Zoom, Slack, WhatsApp, and Signal are all examples of tools that can be adopted easily and often for free, but don’t necessarily meet enterprise security standards. But if staff feel that these services help them do their jobs more efficiently than company-approved tools, they will go ahead and use them on an ad hoc basis.
One of the early drivers of shadow computing was Dropbox. The file-sharing service proved so convenient for personal use that people started installing it on their work PCs, without checking that Dropbox met company security standards.
Once workers discovered how easy it was to start using the service, choosing it over company-approved services, the problem only got worse.
The pandemic has exacerbated the problem of shadow computing – unable to access their office networks, employees have been forced to find their own solutions while working remotely.
And as remote working remains popular, IT departments are now struggling to track which services staff are using, with serious implications for data security. Nowhere is this issue more critical than in the legal industry, as law firms deal with a large amount of sensitive data and any data loss or breach can have catastrophic consequences.
Shadow IT and data security
Cloud storage providers like Dropbox and Google Drive have servers all over the world, which can lead to a serious conflict of data protection laws.

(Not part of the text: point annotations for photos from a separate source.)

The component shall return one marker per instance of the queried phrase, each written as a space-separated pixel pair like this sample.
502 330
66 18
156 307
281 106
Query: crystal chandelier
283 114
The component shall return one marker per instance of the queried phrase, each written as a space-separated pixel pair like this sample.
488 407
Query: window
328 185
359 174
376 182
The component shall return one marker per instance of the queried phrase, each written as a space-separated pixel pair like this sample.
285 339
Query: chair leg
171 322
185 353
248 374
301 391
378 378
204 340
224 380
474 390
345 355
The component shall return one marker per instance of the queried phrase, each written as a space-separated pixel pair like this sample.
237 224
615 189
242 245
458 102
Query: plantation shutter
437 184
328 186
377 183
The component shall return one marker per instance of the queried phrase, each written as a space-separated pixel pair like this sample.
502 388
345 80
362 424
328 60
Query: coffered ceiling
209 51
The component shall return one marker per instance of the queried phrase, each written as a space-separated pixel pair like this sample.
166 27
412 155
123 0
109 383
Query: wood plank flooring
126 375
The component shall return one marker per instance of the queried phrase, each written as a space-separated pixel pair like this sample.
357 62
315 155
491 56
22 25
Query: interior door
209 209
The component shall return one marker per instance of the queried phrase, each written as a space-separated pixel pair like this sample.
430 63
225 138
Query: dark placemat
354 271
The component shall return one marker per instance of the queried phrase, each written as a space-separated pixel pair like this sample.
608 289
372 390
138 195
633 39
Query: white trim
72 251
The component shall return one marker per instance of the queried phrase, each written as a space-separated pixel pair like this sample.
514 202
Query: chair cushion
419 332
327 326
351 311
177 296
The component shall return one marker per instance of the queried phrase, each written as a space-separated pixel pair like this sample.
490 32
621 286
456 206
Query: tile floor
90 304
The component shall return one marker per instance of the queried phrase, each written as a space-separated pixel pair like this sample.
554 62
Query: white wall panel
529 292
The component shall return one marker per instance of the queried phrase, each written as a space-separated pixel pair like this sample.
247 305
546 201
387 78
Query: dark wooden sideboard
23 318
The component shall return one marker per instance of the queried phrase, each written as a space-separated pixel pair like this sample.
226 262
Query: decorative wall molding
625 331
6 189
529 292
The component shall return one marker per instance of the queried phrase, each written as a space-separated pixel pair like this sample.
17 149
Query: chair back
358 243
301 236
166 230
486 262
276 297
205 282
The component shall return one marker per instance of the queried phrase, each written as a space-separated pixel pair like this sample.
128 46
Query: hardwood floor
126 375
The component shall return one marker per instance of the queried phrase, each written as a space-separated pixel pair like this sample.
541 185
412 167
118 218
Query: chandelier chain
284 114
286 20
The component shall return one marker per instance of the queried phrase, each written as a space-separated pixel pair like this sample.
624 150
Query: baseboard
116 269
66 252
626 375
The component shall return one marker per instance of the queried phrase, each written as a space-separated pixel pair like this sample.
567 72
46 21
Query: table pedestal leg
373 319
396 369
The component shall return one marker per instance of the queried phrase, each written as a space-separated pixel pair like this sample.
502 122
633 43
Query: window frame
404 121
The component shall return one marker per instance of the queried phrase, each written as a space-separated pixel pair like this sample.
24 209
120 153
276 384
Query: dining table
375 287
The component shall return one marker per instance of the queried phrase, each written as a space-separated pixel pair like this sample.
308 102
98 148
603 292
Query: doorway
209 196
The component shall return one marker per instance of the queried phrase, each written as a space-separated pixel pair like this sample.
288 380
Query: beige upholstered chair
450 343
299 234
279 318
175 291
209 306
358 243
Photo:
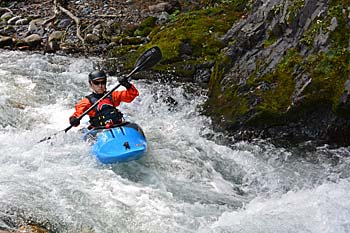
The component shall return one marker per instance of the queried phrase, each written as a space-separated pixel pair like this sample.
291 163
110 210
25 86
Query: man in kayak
105 113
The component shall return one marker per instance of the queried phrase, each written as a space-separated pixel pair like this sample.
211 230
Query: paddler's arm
80 108
125 95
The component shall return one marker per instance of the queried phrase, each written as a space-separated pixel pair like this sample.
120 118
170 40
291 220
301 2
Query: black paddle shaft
148 59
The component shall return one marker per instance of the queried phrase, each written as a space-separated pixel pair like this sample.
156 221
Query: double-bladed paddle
148 59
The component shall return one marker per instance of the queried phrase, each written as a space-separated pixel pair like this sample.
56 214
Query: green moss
146 27
329 71
199 29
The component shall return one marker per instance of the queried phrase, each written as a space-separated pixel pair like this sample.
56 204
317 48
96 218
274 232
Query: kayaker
105 113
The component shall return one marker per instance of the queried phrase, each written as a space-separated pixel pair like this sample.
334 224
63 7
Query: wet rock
22 21
5 41
6 16
163 18
13 20
54 40
35 25
92 38
163 6
64 23
32 41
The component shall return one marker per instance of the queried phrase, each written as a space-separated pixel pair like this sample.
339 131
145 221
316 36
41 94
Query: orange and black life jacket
106 113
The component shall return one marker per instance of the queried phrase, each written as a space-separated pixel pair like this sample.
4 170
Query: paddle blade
148 59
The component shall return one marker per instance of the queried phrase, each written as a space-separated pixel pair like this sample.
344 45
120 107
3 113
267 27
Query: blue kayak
121 143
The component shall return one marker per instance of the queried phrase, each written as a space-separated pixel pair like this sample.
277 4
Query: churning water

A Dropbox user cannot choose which server their data is stored on, so if a UK law firm uploads files to Dropbox and those files end up on a US-based server, the security of those files is immediately threatened.

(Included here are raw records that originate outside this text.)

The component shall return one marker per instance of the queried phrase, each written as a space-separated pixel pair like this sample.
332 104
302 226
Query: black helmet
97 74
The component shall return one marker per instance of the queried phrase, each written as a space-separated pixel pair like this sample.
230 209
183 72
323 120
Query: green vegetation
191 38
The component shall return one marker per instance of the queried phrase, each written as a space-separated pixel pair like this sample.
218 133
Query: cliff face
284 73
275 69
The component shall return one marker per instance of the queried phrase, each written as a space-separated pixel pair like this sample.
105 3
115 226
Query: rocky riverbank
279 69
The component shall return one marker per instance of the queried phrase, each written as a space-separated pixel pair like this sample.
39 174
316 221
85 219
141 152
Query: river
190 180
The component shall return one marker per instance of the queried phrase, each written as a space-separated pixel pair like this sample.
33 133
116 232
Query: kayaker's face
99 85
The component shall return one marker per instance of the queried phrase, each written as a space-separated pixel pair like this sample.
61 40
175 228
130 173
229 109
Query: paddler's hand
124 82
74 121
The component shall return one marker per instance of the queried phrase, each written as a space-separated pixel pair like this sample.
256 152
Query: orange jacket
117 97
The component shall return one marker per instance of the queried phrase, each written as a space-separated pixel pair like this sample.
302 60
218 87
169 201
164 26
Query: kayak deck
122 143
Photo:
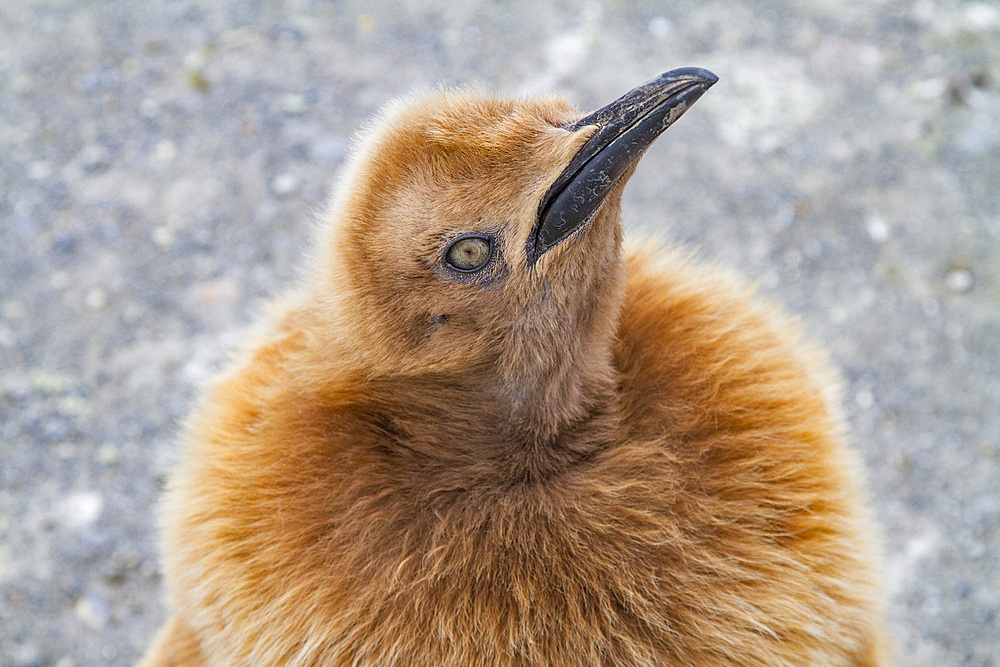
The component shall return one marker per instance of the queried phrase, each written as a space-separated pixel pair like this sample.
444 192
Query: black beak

Additionally, US law dictates that law enforcement must be able to access all files stored with a cloud storage provider. In short: your law firm could be breaking UK data protection law by using cloud storage providers that have servers around the world.

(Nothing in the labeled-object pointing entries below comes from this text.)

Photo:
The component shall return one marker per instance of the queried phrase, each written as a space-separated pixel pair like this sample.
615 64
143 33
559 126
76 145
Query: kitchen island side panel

The Bar Council issued a warning about this as far back as 2016, stating, “Personal information may…be inadvertently disclosed to US authorities without your knowledge or consent. This happens when stored on computers that are directly or indirectly owned by US companies.
“This can happen in several ways: Cloud services (for storage of folders, emails and accounts); external hosting of room files (backup or disaster recovery) and room administration software.
The Bar Council has advised lawyers to check where legally privileged and confidential information is stored and whether a company that stores professional information has American affiliation – and whether it could be subject to the provisions of the US Patriot Act. He also said lawyers should consider encrypting access to data placed on external servers.
Shadow IT doesn’t just put data at risk. It also makes your law firm more vulnerable to cyberattacks in general.
If the services used by your staff are not secure, you have a larger “attack surface” than you might imagine, i.e. more points in your network where malicious actors can enter, damage your systems and ultimately threaten your business.
It should go without saying, but to properly secure your networks, you need to know all possible entry points. Shadow IT keeps you in the dark about vulnerabilities, so you need to investigate and act today.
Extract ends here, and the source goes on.